Sadomasochism in GR, in Germany, in the Western world

Mark Kohut mark.kohut at gmail.com
Tue Mar 15 05:31:00 CDT 2016


Last evening I watched a lesser-known Fritz Lang movie entitled
*CLASH BY NIGHT. 1952 *( always drawn to those Arnold lines since
I was a freshman, but Fritz 'reduces' them to personal psychic
forces here, i suggest). From an Odets play which consensus opinion
seems to say is worse than the movie.

Anyway, it is fascinating, good not great, some character changes at the
speed of infinite delta T,
 but so full of  themes and lines of meaning that resonate with some of our
Plist
stuff on male-female relationships in Pynchon.

First: that there is violence in relationships. Early scene where the young
Marilyn
character and her boyfriend discuss reported male violence in a town
marriage. He asserts he is for it; she resists, says she'll fight back and,
in a 'show-me' skirmish, she bites him. Later, a crucial scene, where
he demands her commitment and obedience--and she flings herself into
his arms. (See Strong men motif below).

The guy who Barbara Stanwyck cannot help but fall for talks violently about
his wife, himself is judged a misogynist and accepts that. An uncle to our
nice guy protagonist, who plays an Iago-type,
talks of taking the whip to women and horses.

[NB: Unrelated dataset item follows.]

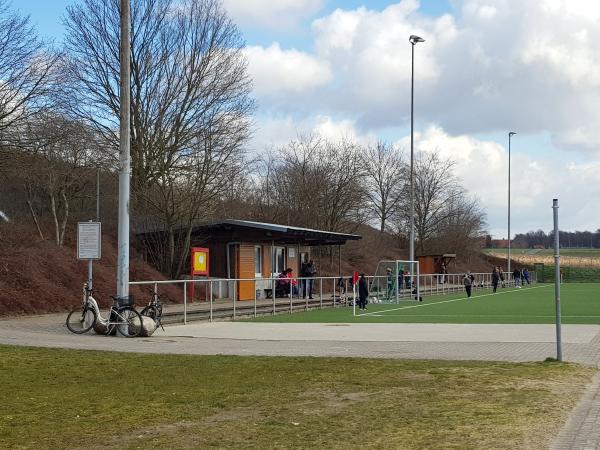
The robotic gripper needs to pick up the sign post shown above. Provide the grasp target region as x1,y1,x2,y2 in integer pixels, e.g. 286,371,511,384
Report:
190,247,210,302
77,221,102,289
552,198,562,362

The motif of women who want Strong Men is pervasive. A man who
'gives me confidence, who makes me feel secure", and more and worse words
from Stanwyck and mirrored in the M. Monroe and her guy relationship. And
Ryan
'wins' a disdainfully resistant Stanwyck---who has slapped and rejected him
at least twice---
by coming onto her again and stealing a kiss one more time. This time it
works.

Barbara had accepted a sweet, kind, loved her unthinkingly, boat-owning
fisherman (who shares his proceeds equally with his crew)  lacking all
guile but boring and predictable and sentimental as Barbara has long gone
beyond. Such qualities make him "weak" .She's done it all in The Big City
and lost.
 ......But there is an incredible scene after the affair is confessed,
and an Iago-like uncle goads this good man into, maybe, killing the lover
and
he confronts him (in a projectionist's booth!) and is choking him almost to
death when
Barbara shows up and, after two-three attempts, breaks her husband's
murderous
spell............what is so amazing here is a shot in which she sees her
lover gasping
helplessly against her enraged husband.......and, I may be projecting, but
his spell over
her is now over....her husband had enough strength to kill him she now
sees.

Anyway, I read major parts of a good Fritz Lang bio once,-- he came of age
in the hothouse crucible that was Vienna 20th Century, hardened, perhaps
deformed  WW1 survivor, German emigre to Holly wood--and I do remember that
he had deep psychic conflicts---one might see them as
psychic wounds as TRP presents so many of them in GR. Psychic deformations
because Europe
early 20th C  Esp re male-female 'relationships', sadomasochistic
sex not surprisingly in his life and a rationalization of power in such
relationships per the above.

if this movie isn't alluded to in GR it could have been.